Der Beginn des „Rheingoldes“ ist ein Traum. Als ich den ersten der 136 Takte 1993 das erste Mal in der Deutschen Oper Berlin lauschte, stockte mir der Atem; ich habe das Vorspiel danach wochenlang mehrmals täglich gehört. Das tiefe, summende Es der Kontrabässe, das allmähliche Entstehen des Es-Dur-Dreiklangs sollen den Anfang der Welt symbolisieren. Allein dieses Vorspiel aus den Tiefen des Rheines ist, wenn es perfekt dargeboten wird, den gesamten Eintritt wert. Leider zerstört an diesem Abend der fürchterliche Einsatz eines Hornes und das kurze Geplapper einer Dame in im ersten Rang, Reihe 7, Platz 4, den magischen Moment. Das mangelnde Gespür für Ruhe ist leider ein weitverbreitetes Phänomen in Konzerthäusern.

Doch für die nächsten zwei Stunden und 38 Minuten herrscht alsdann fast absolute Ruhe im Saal des Schiller Theaters. Die Zuschauer lassen sich dermaßen von der großartigen Musik, von der Geschichte von Göttern, Riesen und Zwergen, die um Gold und Macht buhlen, mitreißen, dass sie fast starr in ihren Sitzen zu kleben scheinen.

Auch Susanne Joost, 66, aus dem brandenburgischen Kleinmachnow und ihre Tochter Sophie Joost, 27, aus Rostock sind von dem „Vorabend“ des „Ringes“ begeistert. „Mein Mann Hans-Georg hat uns mit Wagner infiziert, nachdem er sich bei Spiegel TV für die Erkennungsmelodie aus der Ouvertüre des Rienzi begeistert hatte“, sagt Susanne Joost. Für die Brandenburgerin ist es der zehnte Ring – die Inszenierung von Guy Cassiers an der Staatsoper hat sie bereits einmal gesehen. „Mich fasziniert auch die Story des Rings“, sagt Susanne Joost, „man kann die zentralen Themen wie Macht- und Geldgier ohne weiteres aus der Wagner-Tetralogie auf die Gesellschaft von heute übertragen.“

Stefanie Scharnagel, 28, und Andreas Wiesenmüller, 30, sind aus dem Epizentrum für Wagners Musik, Bayreuth, nach Berlin gezogen.
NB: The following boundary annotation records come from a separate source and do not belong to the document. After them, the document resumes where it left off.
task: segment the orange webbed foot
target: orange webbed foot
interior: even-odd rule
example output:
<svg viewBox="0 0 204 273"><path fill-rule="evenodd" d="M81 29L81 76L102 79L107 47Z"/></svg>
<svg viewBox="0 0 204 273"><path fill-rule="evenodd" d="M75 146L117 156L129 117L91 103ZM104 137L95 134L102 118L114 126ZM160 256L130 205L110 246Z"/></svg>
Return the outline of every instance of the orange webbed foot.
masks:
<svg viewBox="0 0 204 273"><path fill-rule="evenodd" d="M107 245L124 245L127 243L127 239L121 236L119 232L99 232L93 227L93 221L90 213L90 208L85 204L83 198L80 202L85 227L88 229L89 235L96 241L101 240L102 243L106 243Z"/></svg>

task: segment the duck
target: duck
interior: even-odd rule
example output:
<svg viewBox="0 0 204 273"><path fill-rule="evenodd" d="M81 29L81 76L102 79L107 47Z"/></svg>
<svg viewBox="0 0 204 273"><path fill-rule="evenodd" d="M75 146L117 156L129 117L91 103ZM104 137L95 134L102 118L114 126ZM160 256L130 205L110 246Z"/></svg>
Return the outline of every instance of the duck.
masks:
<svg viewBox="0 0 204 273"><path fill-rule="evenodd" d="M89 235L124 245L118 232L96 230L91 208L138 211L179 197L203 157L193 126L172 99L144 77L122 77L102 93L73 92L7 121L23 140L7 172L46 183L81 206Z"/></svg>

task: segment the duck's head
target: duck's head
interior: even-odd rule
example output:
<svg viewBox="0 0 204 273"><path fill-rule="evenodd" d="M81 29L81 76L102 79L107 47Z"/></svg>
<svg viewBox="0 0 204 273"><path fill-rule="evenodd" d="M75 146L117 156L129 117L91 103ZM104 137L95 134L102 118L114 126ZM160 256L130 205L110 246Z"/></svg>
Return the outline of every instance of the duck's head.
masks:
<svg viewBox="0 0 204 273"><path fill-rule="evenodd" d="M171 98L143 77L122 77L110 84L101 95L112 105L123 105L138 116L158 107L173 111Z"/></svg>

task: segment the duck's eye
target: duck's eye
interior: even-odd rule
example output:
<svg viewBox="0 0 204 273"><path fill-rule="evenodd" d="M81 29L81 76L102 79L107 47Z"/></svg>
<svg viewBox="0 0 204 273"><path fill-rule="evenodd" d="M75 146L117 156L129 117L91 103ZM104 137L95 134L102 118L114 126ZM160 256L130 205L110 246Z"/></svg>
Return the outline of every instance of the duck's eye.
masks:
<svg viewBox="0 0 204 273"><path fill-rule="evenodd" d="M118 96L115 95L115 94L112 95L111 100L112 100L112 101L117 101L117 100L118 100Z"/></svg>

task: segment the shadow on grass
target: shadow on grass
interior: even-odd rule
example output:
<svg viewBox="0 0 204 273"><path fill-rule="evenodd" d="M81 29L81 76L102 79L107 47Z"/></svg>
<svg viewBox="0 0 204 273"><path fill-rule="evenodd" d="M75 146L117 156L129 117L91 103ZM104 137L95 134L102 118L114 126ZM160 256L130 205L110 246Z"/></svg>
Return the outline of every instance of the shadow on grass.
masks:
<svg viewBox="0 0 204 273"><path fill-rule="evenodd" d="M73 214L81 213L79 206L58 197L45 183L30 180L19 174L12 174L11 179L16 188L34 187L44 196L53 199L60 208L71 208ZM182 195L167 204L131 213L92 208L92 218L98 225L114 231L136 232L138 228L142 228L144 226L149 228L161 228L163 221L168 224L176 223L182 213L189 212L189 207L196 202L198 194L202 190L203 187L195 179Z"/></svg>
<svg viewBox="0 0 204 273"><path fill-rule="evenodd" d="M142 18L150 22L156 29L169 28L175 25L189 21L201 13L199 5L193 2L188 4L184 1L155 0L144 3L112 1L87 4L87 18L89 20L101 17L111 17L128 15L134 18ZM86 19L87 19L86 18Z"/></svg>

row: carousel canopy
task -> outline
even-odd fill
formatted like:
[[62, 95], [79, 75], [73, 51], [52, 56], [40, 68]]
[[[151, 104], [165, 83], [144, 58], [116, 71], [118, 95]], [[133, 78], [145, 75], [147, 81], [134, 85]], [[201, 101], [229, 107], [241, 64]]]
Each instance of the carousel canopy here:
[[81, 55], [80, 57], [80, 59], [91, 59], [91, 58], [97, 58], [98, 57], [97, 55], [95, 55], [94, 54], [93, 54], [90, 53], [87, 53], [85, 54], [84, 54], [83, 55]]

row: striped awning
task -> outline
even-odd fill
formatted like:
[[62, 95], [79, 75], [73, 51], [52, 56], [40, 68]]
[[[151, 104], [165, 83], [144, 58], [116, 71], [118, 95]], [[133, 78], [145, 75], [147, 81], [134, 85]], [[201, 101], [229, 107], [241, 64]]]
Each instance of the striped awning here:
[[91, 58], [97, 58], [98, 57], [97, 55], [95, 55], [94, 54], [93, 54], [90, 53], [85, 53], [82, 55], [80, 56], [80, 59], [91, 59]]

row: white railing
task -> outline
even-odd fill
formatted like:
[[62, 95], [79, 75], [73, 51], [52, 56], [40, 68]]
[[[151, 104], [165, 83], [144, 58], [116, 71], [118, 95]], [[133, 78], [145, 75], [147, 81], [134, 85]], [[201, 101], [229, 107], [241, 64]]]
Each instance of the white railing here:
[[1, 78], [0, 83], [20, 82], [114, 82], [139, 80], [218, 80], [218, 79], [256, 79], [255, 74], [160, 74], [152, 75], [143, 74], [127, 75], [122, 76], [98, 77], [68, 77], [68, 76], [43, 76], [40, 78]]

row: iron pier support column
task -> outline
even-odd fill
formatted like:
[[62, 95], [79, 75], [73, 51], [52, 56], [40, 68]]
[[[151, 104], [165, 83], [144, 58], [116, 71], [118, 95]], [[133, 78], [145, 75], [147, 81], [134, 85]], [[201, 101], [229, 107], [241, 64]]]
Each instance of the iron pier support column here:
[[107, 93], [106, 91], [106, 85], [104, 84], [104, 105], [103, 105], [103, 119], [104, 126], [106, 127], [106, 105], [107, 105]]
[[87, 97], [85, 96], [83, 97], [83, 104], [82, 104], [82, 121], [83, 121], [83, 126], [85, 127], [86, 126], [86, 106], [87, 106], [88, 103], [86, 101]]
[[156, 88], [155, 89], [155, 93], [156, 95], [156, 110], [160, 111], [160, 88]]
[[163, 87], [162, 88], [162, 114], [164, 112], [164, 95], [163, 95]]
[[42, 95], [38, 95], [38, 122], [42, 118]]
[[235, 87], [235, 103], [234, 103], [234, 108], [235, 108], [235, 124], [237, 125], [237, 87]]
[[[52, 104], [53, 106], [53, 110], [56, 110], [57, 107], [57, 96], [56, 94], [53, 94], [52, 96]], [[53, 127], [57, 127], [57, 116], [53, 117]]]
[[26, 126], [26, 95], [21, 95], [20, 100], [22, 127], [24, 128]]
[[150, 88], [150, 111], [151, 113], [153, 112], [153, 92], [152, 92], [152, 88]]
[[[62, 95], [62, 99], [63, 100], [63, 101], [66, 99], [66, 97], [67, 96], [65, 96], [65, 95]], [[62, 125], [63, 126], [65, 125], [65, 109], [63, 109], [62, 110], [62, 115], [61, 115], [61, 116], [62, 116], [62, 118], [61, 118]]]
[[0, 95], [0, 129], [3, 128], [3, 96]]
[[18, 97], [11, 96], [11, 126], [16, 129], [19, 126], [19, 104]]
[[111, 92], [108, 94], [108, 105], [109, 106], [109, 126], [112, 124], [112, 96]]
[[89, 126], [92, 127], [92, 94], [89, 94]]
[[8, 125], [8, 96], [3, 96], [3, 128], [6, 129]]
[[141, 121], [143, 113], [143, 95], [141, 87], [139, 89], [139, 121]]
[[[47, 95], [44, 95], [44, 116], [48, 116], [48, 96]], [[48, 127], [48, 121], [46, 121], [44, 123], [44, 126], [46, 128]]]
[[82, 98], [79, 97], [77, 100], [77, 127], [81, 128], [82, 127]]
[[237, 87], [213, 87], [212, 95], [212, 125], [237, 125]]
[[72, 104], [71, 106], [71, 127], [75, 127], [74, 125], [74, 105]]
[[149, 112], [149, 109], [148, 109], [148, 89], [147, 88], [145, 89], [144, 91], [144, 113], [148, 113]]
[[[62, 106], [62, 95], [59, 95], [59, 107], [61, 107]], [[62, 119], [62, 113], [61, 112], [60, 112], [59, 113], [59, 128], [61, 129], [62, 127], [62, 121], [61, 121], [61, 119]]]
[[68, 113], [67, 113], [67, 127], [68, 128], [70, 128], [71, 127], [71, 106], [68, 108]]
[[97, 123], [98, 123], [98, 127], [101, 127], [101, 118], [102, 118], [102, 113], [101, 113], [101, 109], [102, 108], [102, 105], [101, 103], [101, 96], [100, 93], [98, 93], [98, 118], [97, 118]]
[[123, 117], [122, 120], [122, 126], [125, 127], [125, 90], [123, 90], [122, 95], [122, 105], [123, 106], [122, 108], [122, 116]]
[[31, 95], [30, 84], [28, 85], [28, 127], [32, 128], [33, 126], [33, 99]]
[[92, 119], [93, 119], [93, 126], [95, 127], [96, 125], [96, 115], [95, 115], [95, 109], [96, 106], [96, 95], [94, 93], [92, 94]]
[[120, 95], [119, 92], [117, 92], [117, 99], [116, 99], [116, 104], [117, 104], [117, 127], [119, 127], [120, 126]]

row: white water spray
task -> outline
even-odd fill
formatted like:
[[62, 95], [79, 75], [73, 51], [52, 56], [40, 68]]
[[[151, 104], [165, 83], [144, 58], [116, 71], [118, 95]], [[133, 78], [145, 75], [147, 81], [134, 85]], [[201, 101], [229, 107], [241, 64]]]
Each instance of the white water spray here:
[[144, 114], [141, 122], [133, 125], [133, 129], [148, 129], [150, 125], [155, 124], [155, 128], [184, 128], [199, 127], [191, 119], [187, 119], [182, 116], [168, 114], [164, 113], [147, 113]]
Beide haben bereits eine Generalprobe der Walküre im Bayreuther Festspielhaus gehört; jetzt hat sie ihm den „Ring“ zum Geburtstag geschenkt. „Die Staatskapelle Berlin unter Daniel Barenboim spielt grandios“, sagt Stefanie Scharnagel, die als „junger Freund“ die Staatsoper unterstützt. Am besten gefällt der 28-Jährigen an diesem Abend Falko Struckmann als Riese Fafner; Andreas Wiesenmüller favorisiert Matti Salminen als Riese Fasolt.
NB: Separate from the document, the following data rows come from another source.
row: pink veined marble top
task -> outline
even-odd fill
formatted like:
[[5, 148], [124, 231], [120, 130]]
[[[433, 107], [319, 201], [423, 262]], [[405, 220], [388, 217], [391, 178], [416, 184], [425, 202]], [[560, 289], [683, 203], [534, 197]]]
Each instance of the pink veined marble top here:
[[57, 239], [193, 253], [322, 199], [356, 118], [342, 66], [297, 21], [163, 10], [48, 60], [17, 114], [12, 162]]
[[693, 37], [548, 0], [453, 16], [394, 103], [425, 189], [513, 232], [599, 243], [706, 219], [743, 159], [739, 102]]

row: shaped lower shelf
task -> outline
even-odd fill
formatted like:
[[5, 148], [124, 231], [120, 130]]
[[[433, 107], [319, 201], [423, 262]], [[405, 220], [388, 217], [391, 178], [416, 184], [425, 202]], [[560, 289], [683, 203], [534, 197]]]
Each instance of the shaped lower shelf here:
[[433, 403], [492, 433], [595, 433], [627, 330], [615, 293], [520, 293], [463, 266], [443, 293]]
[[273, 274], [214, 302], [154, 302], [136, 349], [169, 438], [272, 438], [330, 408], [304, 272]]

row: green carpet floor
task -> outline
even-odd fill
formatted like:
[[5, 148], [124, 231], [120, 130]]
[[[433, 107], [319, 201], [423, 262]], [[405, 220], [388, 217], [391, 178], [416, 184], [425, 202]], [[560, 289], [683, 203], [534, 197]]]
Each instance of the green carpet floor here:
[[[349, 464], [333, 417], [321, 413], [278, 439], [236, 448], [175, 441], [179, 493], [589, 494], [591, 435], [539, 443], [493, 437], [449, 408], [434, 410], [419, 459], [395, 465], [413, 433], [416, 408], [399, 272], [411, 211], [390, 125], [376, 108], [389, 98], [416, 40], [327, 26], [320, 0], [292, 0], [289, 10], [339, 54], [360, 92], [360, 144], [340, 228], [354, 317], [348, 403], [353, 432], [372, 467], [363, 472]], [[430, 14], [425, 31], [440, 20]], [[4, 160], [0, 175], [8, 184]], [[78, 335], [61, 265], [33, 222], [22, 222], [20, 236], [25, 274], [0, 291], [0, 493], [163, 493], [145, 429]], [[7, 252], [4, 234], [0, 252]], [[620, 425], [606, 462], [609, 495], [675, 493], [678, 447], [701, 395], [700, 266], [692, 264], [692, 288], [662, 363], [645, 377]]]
Großer Beifall brandet an diesem Abend für Jochen Schmeckenbecher als Alberich, für die drei Rheintöchter Evelin Novak, Anna Danik und Anna Lapkovskaja sowie für Maestro Daniel Barenboim und seinen Klangkörper auf. Den meisten Applaus bekommt an diesem wunderbaren Abend in der Staatsoper der Altmeister Matti Salminen, der derzeit auch noch an der Deutschen Oper Berlin König Marke in „Tristan und Isolde“ zum Besten gibt. Mir ist der Bass des bald 71-Jährigen schon ein wenig zu brüchig, einfach nicht mehr frisch genug. Aber Fans hören ja beim Zuhören oft auch die Stimme aus alten, besseren Tagen, die sich im Gehirn festgesetzt hat.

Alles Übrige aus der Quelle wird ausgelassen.